Und als ich anfing mit der Lithografie, dieser dicke Stein,
wo der sich bemühen muss, das zu schleifen.
Der schleift dann den großen Stein.
Und jetzt soll man auf diesen großen,
dicken Stein etwas Freies draufmachen.
Er wird abgespült und dann wird der Stein getrocknet
und dann kann er reingetragen werden und bezeichnet werden.
Lothar Böhme: Aber ich mache es gerne wegen eben dem
schönen Haus wir unterhalten uns über die heutigen Dinge.
Dann kommt man hin und dann ist da eine wunderbare Atmosphäre.
Und dann guckt man auf den Stein drauf und dann fängt man an.

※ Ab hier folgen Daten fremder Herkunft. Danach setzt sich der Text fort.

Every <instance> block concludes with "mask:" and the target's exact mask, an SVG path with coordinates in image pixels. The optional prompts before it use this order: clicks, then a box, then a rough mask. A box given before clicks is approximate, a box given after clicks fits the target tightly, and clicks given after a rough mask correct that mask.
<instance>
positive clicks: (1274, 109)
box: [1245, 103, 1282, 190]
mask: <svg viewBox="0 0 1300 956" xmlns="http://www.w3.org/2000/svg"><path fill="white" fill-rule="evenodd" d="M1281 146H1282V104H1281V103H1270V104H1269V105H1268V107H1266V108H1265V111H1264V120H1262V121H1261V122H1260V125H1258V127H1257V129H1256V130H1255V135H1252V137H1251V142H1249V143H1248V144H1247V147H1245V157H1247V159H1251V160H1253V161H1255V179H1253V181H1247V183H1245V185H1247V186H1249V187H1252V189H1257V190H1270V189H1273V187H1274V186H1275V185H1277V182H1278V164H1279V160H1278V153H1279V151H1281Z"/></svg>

Und je länger man das macht, wir machen das ja fast schon jahrelang,
verliert man die Scheu, das zu machen.
Steffen Tschesno: Und das ist auch für mich das Interessante zu sehen,
dass zwei Maler, wie unterschiedlich sie sozusagen
mit dem Medium Grafik umgehen. Der eine als zeichnerisches Medium
und der andere sieht es als malerisches Medium.
Und das geht in beiden Techniken. Und in anderen natürlich auch noch.
Auch im Holzschnitt kann man natürlich malerisch
arbeiten oder zeichnerisch arbeiten.
Und das finde ich oft sehr, sehr interessant.
Und über den Prozess, den Lothar
beschrieben hat und auch den Said beschrieben hat,
also dass das man sieht, dass also Said in seinen Arbeiten,
wo er Maler ist, also auch in der Druckgrafik,
egal ob in der Radierung oder auch in der Lithografie,
immer einen malerischen Ansatz hat in seinen Arbeiten
und bei Lothar und Anna ist es,
also vor allem bei der Radierung sieht man das,
eigentlich doch, dass sie auch in der Art arbeiten
wie sie auch zeichnen.
Annette Tietz: Das ist die Suche wieder nach dem Auratischen des Kunstwerk
und der Einmaligkeit des Bildes; das steckt dahinter.
Und das kann man durchaus also erzeugen,
in dem man sich mit dem Blatt Papier, der Druckplatte,
dem Stein auseinandersetzt. Die Möglichkeit
oder die Beschränkung des Materials annimmt
und innerhalb, also dieser Beschränkung, aber
auch wieder zur eigenen Formulierung findet.
Das war eigentlich die Überraschung zu sehen,
dass es so viele junge Künstler an
unterschiedlichen Hochschulen gab,
die sich der Technik wieder zugewandt haben.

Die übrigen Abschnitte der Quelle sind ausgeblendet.